PS - all those immediate run requests that have no tasks - you can delete them from the Agent.
After you’ve made the schedule, select it from the list on the process window. Don’t forget to check the recurring box if you want it to run more than just once. And I suggest adding a comment in the User Description
The “Last Run On” just means the last time the schedule fired. But since your’s has no tasks, it “fired” - doing nothing more than just setting the next run on date and time.
I was just reading the Help entry for Import EDI Demand Process, and something doesn’t seem clear. Hopefully an expert will chime in on this…
The process can be configured for “Continuous running”, with a Processing delay.
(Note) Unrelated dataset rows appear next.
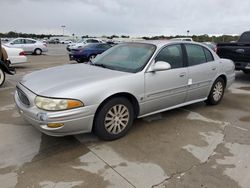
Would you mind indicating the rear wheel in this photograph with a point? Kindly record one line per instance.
(38, 51)
(2, 77)
(217, 92)
(114, 119)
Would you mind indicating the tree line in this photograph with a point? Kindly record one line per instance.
(198, 38)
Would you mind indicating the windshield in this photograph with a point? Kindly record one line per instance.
(126, 57)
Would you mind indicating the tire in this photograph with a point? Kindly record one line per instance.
(246, 71)
(217, 92)
(2, 77)
(37, 51)
(91, 57)
(114, 119)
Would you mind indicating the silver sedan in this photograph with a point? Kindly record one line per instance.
(128, 81)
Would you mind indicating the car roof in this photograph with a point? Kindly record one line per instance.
(160, 43)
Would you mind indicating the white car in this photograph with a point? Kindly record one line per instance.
(183, 39)
(15, 55)
(28, 45)
(82, 43)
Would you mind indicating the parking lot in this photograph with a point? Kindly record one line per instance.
(194, 146)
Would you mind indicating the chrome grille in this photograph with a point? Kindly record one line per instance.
(23, 98)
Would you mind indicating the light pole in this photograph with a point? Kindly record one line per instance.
(63, 27)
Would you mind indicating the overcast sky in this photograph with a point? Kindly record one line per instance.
(125, 17)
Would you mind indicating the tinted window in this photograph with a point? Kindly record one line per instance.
(172, 55)
(195, 54)
(245, 37)
(18, 41)
(27, 41)
(209, 55)
(104, 46)
(127, 57)
(92, 41)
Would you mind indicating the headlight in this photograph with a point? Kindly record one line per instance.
(51, 104)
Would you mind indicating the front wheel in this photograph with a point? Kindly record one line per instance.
(114, 119)
(217, 92)
(2, 77)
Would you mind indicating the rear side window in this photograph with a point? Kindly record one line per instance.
(209, 55)
(196, 54)
(171, 54)
(245, 37)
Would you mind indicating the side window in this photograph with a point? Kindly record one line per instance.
(171, 54)
(209, 55)
(92, 41)
(27, 41)
(195, 54)
(104, 46)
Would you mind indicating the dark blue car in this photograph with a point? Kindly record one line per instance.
(88, 52)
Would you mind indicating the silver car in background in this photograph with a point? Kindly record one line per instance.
(128, 81)
(30, 46)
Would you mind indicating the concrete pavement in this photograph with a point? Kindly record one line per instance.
(194, 146)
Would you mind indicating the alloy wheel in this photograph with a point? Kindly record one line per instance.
(218, 91)
(116, 119)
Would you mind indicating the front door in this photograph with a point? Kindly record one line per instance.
(164, 89)
(202, 70)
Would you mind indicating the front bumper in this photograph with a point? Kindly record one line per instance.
(242, 65)
(74, 121)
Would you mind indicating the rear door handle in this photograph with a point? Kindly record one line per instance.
(182, 74)
(214, 68)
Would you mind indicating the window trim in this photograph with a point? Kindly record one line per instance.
(203, 47)
(206, 55)
(184, 62)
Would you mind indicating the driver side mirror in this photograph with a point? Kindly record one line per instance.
(160, 66)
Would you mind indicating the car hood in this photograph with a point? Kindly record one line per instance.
(55, 81)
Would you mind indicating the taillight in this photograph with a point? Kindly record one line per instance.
(22, 53)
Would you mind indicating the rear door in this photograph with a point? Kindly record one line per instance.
(202, 70)
(164, 89)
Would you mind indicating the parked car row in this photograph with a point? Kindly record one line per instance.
(80, 44)
(30, 46)
(15, 55)
(88, 52)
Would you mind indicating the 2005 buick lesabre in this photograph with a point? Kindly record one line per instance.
(128, 81)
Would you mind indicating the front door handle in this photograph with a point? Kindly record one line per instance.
(182, 74)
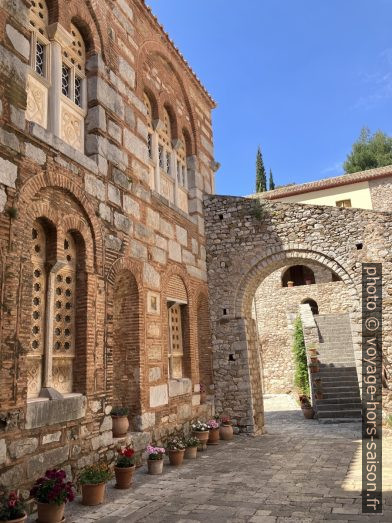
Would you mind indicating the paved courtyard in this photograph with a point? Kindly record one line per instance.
(300, 471)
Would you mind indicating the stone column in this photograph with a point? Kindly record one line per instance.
(60, 39)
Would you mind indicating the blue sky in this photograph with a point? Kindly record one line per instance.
(300, 78)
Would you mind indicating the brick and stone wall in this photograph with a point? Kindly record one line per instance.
(130, 241)
(276, 308)
(247, 241)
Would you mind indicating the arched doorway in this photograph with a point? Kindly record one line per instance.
(126, 344)
(313, 305)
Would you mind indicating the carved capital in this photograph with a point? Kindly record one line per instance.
(57, 33)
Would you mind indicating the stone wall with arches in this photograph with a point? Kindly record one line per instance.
(89, 243)
(275, 309)
(247, 241)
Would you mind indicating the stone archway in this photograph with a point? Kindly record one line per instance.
(246, 241)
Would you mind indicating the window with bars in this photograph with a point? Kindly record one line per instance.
(160, 156)
(176, 350)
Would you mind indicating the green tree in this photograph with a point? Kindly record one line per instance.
(369, 151)
(271, 182)
(261, 178)
(301, 377)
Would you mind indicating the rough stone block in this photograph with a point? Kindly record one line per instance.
(114, 194)
(175, 251)
(115, 131)
(3, 199)
(135, 146)
(105, 212)
(180, 387)
(137, 249)
(96, 118)
(152, 219)
(51, 438)
(127, 72)
(113, 243)
(8, 173)
(95, 186)
(46, 413)
(181, 235)
(122, 223)
(22, 447)
(151, 277)
(19, 42)
(131, 206)
(158, 395)
(35, 153)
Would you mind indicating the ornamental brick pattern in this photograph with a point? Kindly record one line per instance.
(132, 247)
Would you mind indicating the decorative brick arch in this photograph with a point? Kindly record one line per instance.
(291, 255)
(151, 48)
(248, 239)
(58, 181)
(124, 338)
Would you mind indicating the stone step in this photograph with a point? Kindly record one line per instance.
(321, 407)
(340, 401)
(349, 413)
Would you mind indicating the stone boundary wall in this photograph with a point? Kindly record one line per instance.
(247, 240)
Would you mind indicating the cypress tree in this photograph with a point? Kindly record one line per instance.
(271, 182)
(261, 179)
(301, 378)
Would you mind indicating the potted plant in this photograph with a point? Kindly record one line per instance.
(226, 429)
(124, 467)
(51, 492)
(191, 444)
(155, 459)
(12, 508)
(201, 431)
(306, 407)
(93, 480)
(175, 449)
(120, 421)
(213, 435)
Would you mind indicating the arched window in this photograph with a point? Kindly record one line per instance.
(52, 349)
(312, 304)
(39, 75)
(73, 101)
(177, 305)
(298, 275)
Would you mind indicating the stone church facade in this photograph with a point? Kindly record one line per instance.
(105, 153)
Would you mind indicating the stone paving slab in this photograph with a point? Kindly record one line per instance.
(300, 471)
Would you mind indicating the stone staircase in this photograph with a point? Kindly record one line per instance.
(341, 397)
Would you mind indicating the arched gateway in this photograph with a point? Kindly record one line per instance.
(246, 241)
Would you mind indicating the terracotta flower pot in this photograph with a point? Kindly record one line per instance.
(226, 432)
(17, 520)
(120, 426)
(308, 412)
(50, 512)
(93, 494)
(190, 453)
(155, 466)
(124, 476)
(176, 457)
(213, 437)
(202, 436)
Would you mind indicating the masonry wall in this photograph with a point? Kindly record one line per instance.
(131, 239)
(248, 240)
(276, 308)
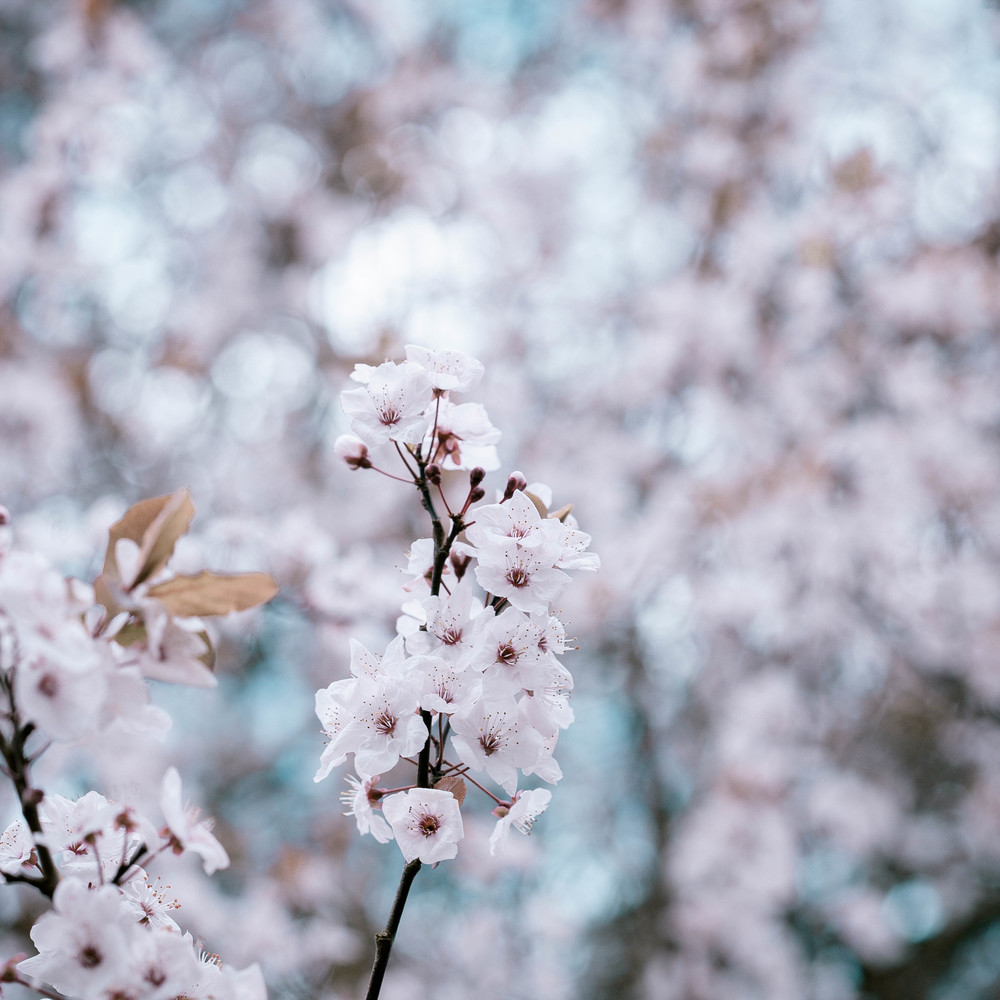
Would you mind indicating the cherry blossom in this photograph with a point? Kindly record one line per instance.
(427, 823)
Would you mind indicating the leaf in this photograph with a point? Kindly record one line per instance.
(154, 525)
(208, 593)
(454, 785)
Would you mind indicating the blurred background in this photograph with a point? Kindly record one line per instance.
(732, 268)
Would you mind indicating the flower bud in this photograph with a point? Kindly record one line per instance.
(460, 563)
(353, 451)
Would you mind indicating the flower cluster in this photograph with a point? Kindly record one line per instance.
(473, 687)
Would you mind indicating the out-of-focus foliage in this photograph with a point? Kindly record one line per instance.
(732, 266)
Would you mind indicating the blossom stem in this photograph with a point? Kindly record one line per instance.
(409, 468)
(465, 774)
(384, 940)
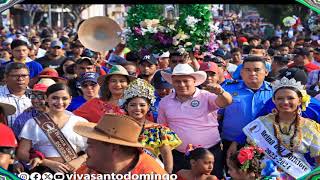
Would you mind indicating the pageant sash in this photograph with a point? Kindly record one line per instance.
(55, 136)
(293, 164)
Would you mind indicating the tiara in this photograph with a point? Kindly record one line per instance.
(285, 82)
(139, 88)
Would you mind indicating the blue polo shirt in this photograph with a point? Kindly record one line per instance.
(34, 67)
(245, 106)
(236, 74)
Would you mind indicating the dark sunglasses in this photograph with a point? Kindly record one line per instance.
(132, 73)
(176, 62)
(88, 84)
(37, 96)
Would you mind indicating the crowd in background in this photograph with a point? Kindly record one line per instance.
(196, 100)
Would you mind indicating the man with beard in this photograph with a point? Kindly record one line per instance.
(15, 91)
(54, 58)
(148, 66)
(38, 104)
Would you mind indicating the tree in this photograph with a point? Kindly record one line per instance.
(276, 13)
(32, 10)
(76, 10)
(138, 13)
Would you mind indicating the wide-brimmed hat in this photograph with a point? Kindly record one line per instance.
(112, 128)
(185, 70)
(47, 73)
(115, 70)
(8, 138)
(43, 84)
(99, 33)
(7, 109)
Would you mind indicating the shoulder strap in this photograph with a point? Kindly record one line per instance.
(55, 136)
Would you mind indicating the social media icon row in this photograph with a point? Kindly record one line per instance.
(44, 176)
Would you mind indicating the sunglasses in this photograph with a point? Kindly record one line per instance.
(177, 62)
(37, 96)
(88, 84)
(132, 73)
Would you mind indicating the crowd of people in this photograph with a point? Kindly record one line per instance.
(248, 110)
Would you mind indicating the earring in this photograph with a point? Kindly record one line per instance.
(299, 111)
(274, 111)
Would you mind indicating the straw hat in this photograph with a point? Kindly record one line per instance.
(99, 33)
(112, 128)
(185, 70)
(8, 109)
(116, 70)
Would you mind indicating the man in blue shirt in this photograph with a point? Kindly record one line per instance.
(20, 53)
(88, 83)
(249, 96)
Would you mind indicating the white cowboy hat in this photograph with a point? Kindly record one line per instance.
(185, 70)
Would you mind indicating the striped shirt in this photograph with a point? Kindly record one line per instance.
(21, 103)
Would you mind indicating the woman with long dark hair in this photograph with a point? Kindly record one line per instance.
(157, 139)
(33, 136)
(111, 90)
(285, 135)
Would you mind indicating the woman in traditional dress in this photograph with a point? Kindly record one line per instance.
(113, 86)
(33, 136)
(285, 135)
(157, 139)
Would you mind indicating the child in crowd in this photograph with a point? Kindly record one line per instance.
(201, 162)
(245, 164)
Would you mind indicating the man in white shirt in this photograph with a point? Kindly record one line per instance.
(15, 91)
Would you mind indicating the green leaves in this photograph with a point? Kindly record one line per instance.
(193, 20)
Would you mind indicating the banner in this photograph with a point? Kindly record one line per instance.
(294, 164)
(313, 175)
(6, 4)
(312, 4)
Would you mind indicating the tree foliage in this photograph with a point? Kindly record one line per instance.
(199, 11)
(138, 13)
(275, 13)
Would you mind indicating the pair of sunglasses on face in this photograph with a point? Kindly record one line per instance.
(91, 84)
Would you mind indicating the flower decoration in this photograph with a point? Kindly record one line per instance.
(161, 35)
(289, 21)
(191, 21)
(139, 88)
(247, 155)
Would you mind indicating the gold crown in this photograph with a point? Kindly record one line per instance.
(285, 82)
(139, 88)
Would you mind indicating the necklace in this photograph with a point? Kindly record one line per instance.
(284, 130)
(297, 132)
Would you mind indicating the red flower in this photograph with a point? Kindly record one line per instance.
(244, 155)
(260, 150)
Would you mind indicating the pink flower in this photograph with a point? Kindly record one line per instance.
(138, 31)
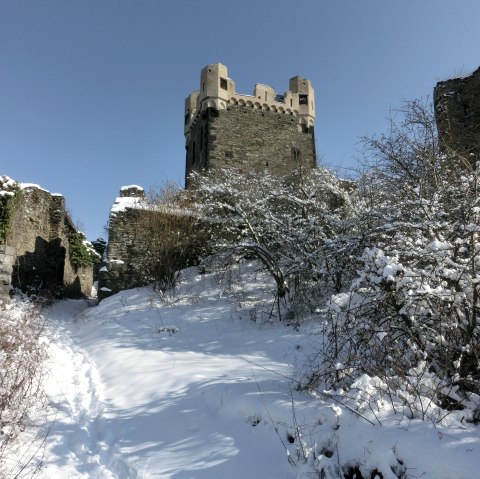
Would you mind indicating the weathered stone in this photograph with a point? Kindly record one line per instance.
(38, 249)
(457, 112)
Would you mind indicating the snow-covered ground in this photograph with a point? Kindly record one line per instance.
(197, 385)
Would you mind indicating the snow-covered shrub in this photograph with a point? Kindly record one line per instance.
(410, 317)
(22, 357)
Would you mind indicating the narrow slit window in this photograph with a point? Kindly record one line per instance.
(303, 99)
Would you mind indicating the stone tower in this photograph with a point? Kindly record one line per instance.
(251, 133)
(457, 112)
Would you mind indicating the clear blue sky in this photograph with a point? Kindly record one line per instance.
(92, 91)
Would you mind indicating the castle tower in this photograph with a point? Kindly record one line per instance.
(251, 133)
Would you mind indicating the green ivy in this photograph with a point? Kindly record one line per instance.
(8, 203)
(80, 255)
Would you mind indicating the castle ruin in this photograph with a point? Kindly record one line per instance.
(457, 113)
(250, 133)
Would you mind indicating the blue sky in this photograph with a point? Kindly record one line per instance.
(92, 91)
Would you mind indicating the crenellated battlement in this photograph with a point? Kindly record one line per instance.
(217, 91)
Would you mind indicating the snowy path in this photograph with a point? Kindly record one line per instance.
(143, 389)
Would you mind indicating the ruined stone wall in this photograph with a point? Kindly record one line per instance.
(250, 140)
(457, 112)
(38, 234)
(145, 244)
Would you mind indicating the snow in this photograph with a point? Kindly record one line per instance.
(191, 384)
(122, 203)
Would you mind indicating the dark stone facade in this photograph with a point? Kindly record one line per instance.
(457, 112)
(249, 140)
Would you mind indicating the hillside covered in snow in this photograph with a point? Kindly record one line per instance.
(202, 381)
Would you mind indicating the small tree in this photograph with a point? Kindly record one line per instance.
(287, 224)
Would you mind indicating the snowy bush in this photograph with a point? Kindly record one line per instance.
(410, 315)
(22, 356)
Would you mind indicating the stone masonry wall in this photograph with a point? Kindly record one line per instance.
(39, 234)
(457, 112)
(249, 140)
(7, 260)
(145, 244)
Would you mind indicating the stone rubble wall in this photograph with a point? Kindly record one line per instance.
(144, 245)
(457, 112)
(7, 260)
(39, 235)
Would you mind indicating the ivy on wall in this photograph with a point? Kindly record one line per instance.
(8, 201)
(80, 254)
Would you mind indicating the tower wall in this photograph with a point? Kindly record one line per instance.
(250, 133)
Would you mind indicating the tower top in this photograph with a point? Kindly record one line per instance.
(217, 91)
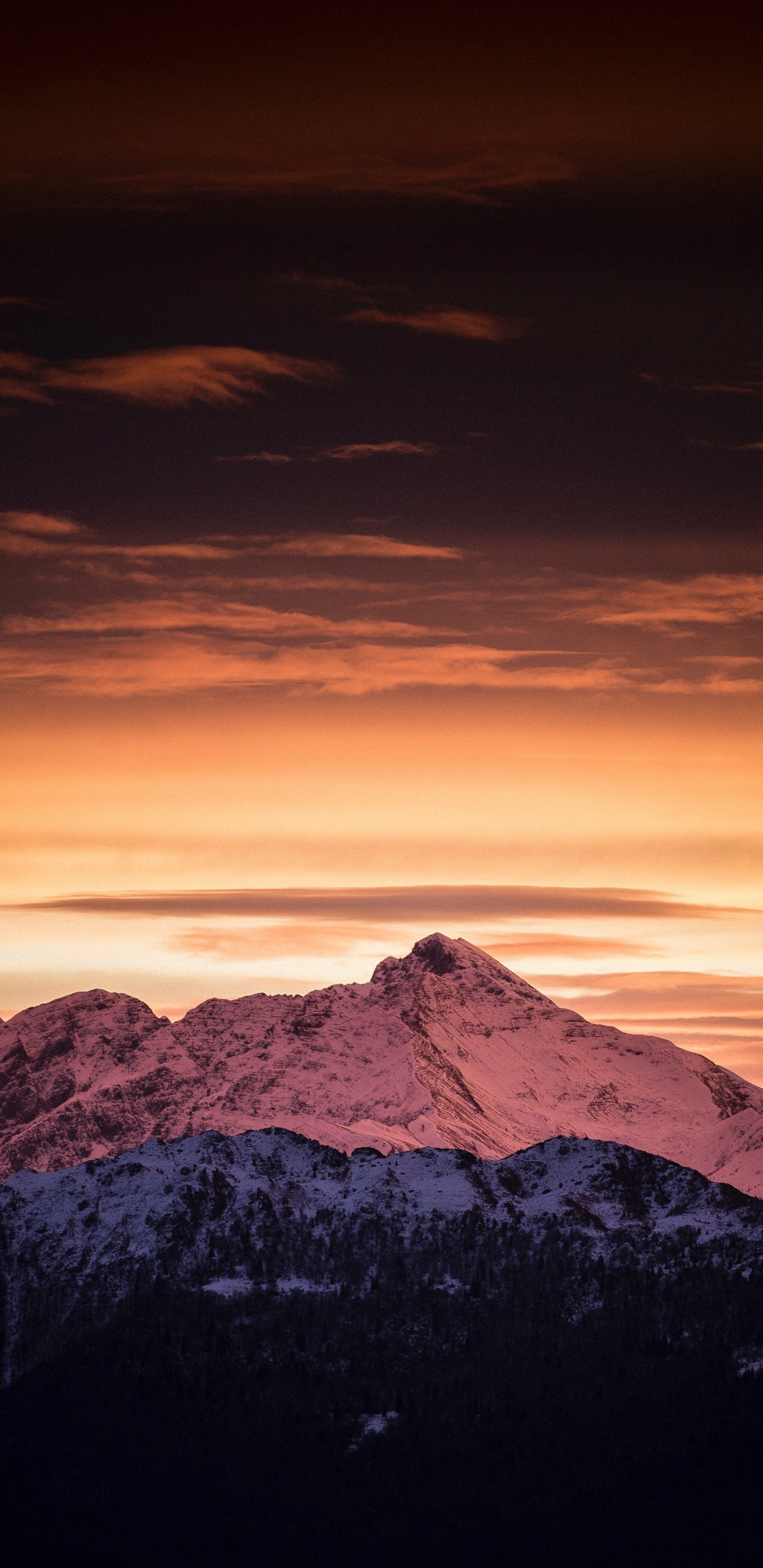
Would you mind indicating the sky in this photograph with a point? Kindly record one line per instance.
(382, 444)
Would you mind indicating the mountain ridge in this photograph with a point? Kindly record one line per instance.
(443, 1048)
(276, 1211)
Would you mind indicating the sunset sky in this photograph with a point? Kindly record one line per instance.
(382, 452)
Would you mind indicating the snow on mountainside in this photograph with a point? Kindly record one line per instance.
(443, 1048)
(274, 1209)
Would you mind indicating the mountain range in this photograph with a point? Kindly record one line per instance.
(443, 1048)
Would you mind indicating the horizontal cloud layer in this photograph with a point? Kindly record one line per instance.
(189, 615)
(446, 324)
(395, 904)
(159, 377)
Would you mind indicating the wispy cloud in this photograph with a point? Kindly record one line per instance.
(751, 388)
(159, 377)
(27, 532)
(528, 945)
(289, 940)
(712, 598)
(372, 449)
(349, 452)
(400, 905)
(258, 457)
(478, 179)
(448, 324)
(368, 545)
(344, 664)
(721, 1015)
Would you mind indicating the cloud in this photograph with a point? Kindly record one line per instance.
(371, 449)
(258, 457)
(205, 610)
(291, 940)
(524, 945)
(365, 545)
(400, 905)
(161, 377)
(732, 388)
(448, 324)
(712, 598)
(476, 179)
(348, 452)
(285, 940)
(22, 533)
(232, 657)
(721, 1015)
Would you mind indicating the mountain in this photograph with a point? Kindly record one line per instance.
(443, 1048)
(277, 1211)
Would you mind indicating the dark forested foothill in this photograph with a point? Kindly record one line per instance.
(201, 1431)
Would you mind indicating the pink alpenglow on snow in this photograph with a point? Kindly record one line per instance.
(445, 1048)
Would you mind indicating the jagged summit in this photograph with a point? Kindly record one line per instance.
(448, 956)
(443, 1048)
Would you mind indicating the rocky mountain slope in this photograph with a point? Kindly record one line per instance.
(443, 1048)
(274, 1209)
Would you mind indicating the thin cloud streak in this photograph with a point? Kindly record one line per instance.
(161, 377)
(400, 905)
(372, 449)
(349, 452)
(180, 662)
(256, 457)
(365, 545)
(478, 179)
(333, 938)
(448, 324)
(24, 533)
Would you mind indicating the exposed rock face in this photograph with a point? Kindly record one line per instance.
(443, 1048)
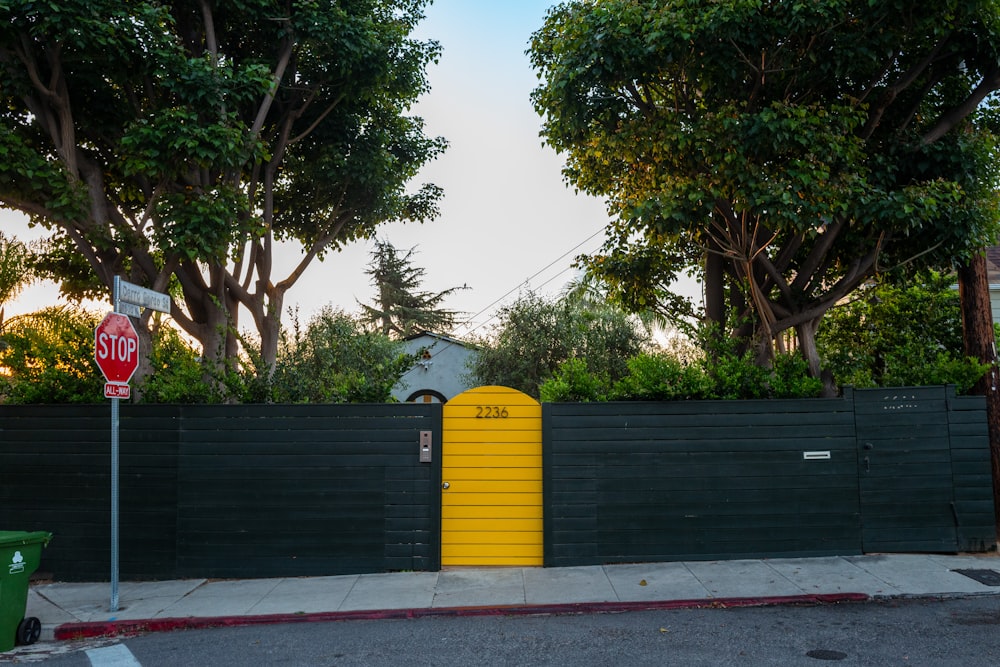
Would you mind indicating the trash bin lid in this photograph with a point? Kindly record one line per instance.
(13, 538)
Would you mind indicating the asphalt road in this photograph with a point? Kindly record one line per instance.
(922, 632)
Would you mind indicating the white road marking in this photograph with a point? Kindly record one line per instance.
(112, 656)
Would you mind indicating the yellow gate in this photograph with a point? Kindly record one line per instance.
(491, 472)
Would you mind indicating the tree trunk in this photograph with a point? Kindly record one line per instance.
(979, 342)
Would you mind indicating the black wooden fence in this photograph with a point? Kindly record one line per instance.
(874, 471)
(255, 491)
(225, 491)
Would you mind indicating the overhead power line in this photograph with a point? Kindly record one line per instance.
(527, 282)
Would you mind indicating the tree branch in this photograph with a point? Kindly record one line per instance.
(954, 116)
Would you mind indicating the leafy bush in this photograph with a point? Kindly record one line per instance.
(895, 335)
(660, 377)
(537, 335)
(574, 382)
(663, 377)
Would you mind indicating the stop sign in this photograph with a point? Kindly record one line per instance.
(116, 348)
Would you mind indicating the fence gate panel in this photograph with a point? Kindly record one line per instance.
(491, 472)
(904, 467)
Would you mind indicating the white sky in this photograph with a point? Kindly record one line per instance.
(508, 222)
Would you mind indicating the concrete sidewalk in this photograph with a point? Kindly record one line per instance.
(72, 610)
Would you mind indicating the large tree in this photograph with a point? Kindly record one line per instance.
(401, 308)
(790, 150)
(175, 142)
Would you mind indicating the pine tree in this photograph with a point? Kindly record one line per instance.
(401, 309)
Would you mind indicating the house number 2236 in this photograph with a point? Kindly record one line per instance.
(491, 412)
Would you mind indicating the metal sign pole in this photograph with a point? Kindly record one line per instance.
(114, 477)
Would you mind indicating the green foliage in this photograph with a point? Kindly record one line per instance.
(573, 381)
(48, 357)
(401, 309)
(180, 140)
(15, 269)
(177, 374)
(536, 335)
(335, 360)
(662, 376)
(798, 148)
(899, 335)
The help says:
Select the Continuous Processing check box if you want the Import EDI Demand Process to run continuously in the background, and enter the Continuous Processing Delay .
That seems like it only requires being submitted once (and not on a schedule). And would continue to run in the background (not sure how one would stop it).
Where as you scheduling it, would have it run at the scheduled time and then stop. And then not run again until the next scheduled time (30 minutes later) in your case.
I’d have though that you need to just submit the Import EDI Demand Process with:
Calvin - you could do it either way. Having it run every 30 minutes on an interval schedule is the same as continuous with a 30-min delay.
So yes, Continuous processing checked, set for 30 min, submit via ‘Now’ works, but ALSO submit via a 'Startup" schedule - that way it’ll get queued everytime the Task Agent restarts.
For EDI, I might do the continuous but on a 5 minute delay instead - so things come in almost in real time and the 30 minutes mark doesn’t accumulate a bunch of things that need to be processed. The more it queues, the more you have to fix if it messes up.
If you do a submit via “now” it will simply stay ‘active’ in System Monitor but only process on your interval. To turn it off, you cancel that task from System Monitor.
When you submit via ‘startup’, the task will not be submitted for processing until the schedule triggers. So anything you want to run all the time (eg - Global Alert processing, or Multi-company Synch, or Enterprise Configurator Direct Synch) needs to be submitted both ways.
Also be aware some processes have problems with Continuous Processing. Multi-Company Direct server process being one of those. I would try it both ways, but keep an eye on the Continuous if you decide on that method.